NOV 2011 -- ADDITIONAL COMMENTS REGARDING CHOICE NR 63
("Pseudorandom Generators with Long Stretch
and Low Locality from Random Local One-Way Functions" by Benny Applebaum).
Recall
OWF == one-way function == functions that are easy to compute
but hard to invert (on typical images).
PRG == pseudorandom generators == efficient algorithms that stretch
$n$-bit bit long seeds into $m$-bit long sequences that
are computationally indistinguishable from random $m$-bit strings.
Note that the stretch of a PRG can be
either sub-linear (i.e., $m-n = o(n)$),
or linear (i.e., $m-n = Omega(n)$),
or polynomial (i.e., $m > n^{1+Omega(1)}$).

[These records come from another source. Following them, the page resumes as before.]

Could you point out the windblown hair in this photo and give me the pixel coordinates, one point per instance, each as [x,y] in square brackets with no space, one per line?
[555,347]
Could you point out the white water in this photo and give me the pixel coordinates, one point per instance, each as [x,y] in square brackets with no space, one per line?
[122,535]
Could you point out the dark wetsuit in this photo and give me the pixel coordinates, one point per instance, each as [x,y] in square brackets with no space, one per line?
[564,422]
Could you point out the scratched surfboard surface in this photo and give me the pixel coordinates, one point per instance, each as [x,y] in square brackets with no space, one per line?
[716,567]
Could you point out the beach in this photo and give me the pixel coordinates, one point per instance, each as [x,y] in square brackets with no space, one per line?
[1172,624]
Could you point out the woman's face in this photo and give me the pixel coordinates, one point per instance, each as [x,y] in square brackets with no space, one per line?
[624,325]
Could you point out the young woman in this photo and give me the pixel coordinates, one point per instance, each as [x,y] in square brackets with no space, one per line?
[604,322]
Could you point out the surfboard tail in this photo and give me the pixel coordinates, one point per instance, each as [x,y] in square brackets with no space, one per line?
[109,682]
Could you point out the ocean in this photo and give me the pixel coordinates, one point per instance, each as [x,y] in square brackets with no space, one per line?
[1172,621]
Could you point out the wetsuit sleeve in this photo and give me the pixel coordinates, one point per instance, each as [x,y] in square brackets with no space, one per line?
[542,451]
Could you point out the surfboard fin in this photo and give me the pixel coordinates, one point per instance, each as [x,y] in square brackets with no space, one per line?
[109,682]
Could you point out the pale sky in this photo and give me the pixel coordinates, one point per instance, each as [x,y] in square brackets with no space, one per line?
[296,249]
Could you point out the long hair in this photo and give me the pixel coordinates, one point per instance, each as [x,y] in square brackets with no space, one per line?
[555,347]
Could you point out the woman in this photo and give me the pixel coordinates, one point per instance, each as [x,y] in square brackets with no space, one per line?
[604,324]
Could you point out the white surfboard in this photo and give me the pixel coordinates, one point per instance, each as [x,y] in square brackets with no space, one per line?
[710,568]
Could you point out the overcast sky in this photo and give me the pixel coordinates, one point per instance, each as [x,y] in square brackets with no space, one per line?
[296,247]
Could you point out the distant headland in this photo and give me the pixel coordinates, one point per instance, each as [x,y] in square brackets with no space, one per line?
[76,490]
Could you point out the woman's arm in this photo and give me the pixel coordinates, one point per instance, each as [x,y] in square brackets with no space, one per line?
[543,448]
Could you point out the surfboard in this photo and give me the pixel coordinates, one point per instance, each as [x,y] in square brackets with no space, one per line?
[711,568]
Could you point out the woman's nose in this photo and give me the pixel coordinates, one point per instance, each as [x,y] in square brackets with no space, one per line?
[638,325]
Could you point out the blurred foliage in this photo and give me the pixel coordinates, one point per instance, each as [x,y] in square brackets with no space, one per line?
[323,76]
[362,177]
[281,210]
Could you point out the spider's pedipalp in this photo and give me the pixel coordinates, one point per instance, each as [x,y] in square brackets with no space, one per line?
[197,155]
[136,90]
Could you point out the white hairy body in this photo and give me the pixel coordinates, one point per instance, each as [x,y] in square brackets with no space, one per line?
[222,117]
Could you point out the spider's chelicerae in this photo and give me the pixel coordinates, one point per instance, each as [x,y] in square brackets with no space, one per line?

Let's use the terms slPRG, LPRG, and PPRG.
Wrt the basic definition (i.e., efficient == poly-time),
it is known that slPRG implies PPRG,
but this paper deals with *extremely efficient* PRGs;
those computable in NC0 (i.e., each output depends on $O(1)$ input bits).
In the latter setting, there is a HUGE gap between what is known
about slPRGs and LPRGs (let alone PPRGs):
* Under standard assumptions (e.g., factoring),
there exists slPRGs computable in NC0.
* Nothing is known wrt LPRGs.
When I say "nothing is known", I mean nothing beyond
presenting a candidate construction and conjecturing that it is a PRG.
The point is that NOT all assumptions are *equal*.
A key aspect of modern cryptography refers to this *inequality*;
a major concern of this field is reducing assumptions,
that is, reducing strong/complex assumptions (like PRG)
into weaker/simpler ones (like OWF).
Indeed, saying that a function is hard to invert
is fundamentally simpler and weaker than saying
that applying a function to the uniform distribution
yields a distribution that is hard to distinguish
from the uniform one.
Getting back to the state of PRGs computable in NC0,
what we currently have is
* Assumptions of the OWF type (i.e., factoring)
are known to imply the existence of slPRGs computable in NC0.
* No OWF-type assumption is known to imply LPRG computable in NC0.
So what this paper does is show that:
1. A OWF-type assumption implies LPRG computable in NC0. [Thm 1.2]
2. A OWF-type assumption "almost implies" PPRG computable in NC0. [Thm 1.3]
(This "almost implies" comes in two alternative flavors -- see below.)
Yes, it would have been nice to replace "almost implies" by "implies",
and this is indeed the main challenge left open for future work!
(The introduction provides some concere reasons to why we should care
about LPRGs and PPRGs computable in NC0. I don't need such things
in order to recognize a fundamental question when I see it.)
I think that the exposition does injustice to the proof of Thm 1.2.
It does not provide a good sketch of the underlying construction
(i.e., one that may be useful for the reader);
but rather goes into a private discussion with the authors of HRV+AIK,
telling them what wonderful things are implicit in their work etc.
A reader other than these authors
(and a handful of other knowledgeable experts)
may have no clue what is going on in this private discussion.
Since I know, let me tell you a secret:
something very interesting is going on
(i.e., a weak next-bit unpredictable generator is constructed,
and a PRG is obtained by combining it with an *NC0-computable*
randomness extractor with weak parameters (which suffices here,
and is also of *independent* interest) to get a PRG).
[So HRV+AIK+X+Y+Z could have figured it out
(*if* you'd ask them the right question!),
but the issue is serving a wider community.]
Another contribution of this work is that it makes significant
progress in the study of Goldreich's candidate OWF, which is
closely realted to the OWF-type assumptions used in Thm 1.2 and 1.3.
Specifically, Thm 1.4 states that if that function is a OWF,
then its projection (on fewer output bits) is a "weak PRG",
which is one of the two alterantives that make Thm 1.3 an "almost".
Tech details -- the two flavors of THM 1.3.
2a. A OWF-type assumption implies PPRG in which each output bit
depends ohn $log^* n$ bits rather than O(1) bits.
2b. A OWF-type assumption implies a weak-PPRG computable in NC0,
where a weak-PRG is one for which no PPT algorithm can
distinguish the generator's output from a random $m$-bit string
with probability greater than $1/m^3$ (rather than with probability
that vanishes faster than any reciprocal of a polynomial in $m$).
Needless to say, 3 can be replaced by any *fixed* constant;
the point is that for every polynomail there is a generator
(rather than a single generators that beats all polynomials).